Comme les valses de Vienne que deviennent les mamies…

Il était une fois, un petit garçon de 8 ans très fâché avec la lecture.

François vivait dans une famille bourgeoise de hauts fonctionnaires.
Il était amusant, de bonne compagnie, souriant mais torturé car il ne voulait pas entendre parler de lecture.
Langage très élaboré, il était capable de tenir un long discours avec force circonvolutions, toujours pour vous éloigner du contexte scolaire et faire diversion.
Son aversion pour la lecture et ce qui la touchait de près ou de loin se manifestait par mimiques répulsives qui fronçaient son visage. Front et narines en témoignaient le dégoût.
Ses parents, absorbés par de hautes préoccupations, n’étaient pas très présents, ne se faisaient guère de soucis pour leur enfant au langage savant en apparence. L’enfant était capable de soutenir une thèse sur des sujets presque philosophiques.
Il était encadré en permanence par ses deux grands-mères.
Elles jouaient à lui faire classe à longueur de journée et l’instruisaient en lui lisant des encyclopédies.
Silencieux, il absorbait des connaissances, regardait ses aïeules avec un petit sourire narquois.
Elles le nourrissaient de haute culture, très peu de scolaire dont il avait besoin.
Il s’amusait de les voir jouer aux maîtresses en les poussant jusqu’à l’exaspération pour les tourner en bourriques. Constamment pris en étau par ses mamies persuadées de le conduire au sommet du savoir, il se débattait pour échapper à la tenaille.
Elles l’aimaient leur François, l’adoraient, l’idolâtraient presque et voulaient en faire le plus beau fleuron de la famille.
Elles ignoraient que le marionnettiste c’était lui et elles les marionnettes. Dans leur naïveté profonde, elles avaient perdu toute lucidité.
Notre François, entre névrose et rébellion, il avait choisi la névrose. La fuite en avant…*

En le regardant évoluer presque avec distance en prenant du recul, un recul de refus, j’ai pensé à Montaigne.

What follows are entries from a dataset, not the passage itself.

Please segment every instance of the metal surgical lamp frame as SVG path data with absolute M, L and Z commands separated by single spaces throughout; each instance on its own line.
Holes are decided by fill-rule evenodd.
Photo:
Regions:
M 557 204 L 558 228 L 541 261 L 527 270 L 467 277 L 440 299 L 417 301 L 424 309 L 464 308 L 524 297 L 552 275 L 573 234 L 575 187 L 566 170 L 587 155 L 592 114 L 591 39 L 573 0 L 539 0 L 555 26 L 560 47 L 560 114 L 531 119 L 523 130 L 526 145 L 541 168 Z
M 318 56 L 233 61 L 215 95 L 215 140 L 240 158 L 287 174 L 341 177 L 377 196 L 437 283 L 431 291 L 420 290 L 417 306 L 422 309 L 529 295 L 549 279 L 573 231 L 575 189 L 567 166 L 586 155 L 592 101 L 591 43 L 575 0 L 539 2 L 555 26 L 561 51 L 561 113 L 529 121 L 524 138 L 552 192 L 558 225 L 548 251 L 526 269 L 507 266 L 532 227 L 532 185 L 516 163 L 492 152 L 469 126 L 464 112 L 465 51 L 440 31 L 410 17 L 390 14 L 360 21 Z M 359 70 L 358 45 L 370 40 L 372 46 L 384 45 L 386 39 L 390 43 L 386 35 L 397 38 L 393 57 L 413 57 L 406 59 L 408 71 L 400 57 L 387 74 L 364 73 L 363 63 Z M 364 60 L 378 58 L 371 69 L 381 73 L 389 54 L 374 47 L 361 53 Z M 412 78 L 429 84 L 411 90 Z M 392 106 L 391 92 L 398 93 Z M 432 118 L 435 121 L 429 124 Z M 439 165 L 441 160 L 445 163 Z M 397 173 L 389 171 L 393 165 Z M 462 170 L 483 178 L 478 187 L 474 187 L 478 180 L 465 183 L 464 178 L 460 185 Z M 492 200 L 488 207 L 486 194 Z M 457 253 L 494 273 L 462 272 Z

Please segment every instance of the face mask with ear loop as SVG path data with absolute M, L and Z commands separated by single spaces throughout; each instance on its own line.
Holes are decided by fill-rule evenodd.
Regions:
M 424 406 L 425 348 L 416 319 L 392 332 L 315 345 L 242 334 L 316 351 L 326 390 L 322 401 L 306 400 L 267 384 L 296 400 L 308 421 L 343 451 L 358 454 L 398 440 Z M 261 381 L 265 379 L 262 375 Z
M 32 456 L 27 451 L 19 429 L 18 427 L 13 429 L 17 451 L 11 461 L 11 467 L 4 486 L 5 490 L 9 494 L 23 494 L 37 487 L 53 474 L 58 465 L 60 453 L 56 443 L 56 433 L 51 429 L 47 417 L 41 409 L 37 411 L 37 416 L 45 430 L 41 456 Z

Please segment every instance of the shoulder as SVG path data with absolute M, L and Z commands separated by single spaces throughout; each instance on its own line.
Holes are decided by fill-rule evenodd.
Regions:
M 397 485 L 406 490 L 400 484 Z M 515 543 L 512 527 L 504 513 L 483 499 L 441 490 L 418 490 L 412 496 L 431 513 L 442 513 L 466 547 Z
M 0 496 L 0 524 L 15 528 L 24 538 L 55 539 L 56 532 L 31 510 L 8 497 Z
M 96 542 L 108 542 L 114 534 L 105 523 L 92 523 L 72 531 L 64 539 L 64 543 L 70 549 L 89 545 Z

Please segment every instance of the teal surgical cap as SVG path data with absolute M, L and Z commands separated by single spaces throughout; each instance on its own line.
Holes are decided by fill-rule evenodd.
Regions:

Son regard bleu et franc gardait un fond de méfiance, cherchant à faire le tri dans tout ce que je disais, scrutant sur mon visage le moindre signe révélateur d’une approche scolaire.
Les mains gourdes, il scribouillait, l’esprit à sauts et à gambades, François n’arrêtait pas de cabrioler, de se rouler inlassablement dans les digressions.
Il était incapable de tenir le cap sur un but précis, de mener un objectif à son terme. En cheminant, il perdait le fil conducteur, sautait du train en marche de sorte que la ligne AB n’était ni rectiligne ni courbe ni brisée ni même en pointillés. Il partait bien de A par la force des choses mais la bifurcation le conduisait toujours ailleurs, ou à côté pour regarder les autres passer…
Il s’attardait sur un quai ou en rase campagne sans jamais approcher la destination.

Lorsque je pointais ses égarements, il faisait diversion :
– Elle est belle ta salle. Tu es locataire ou propriétaire ? Me soufflait-il.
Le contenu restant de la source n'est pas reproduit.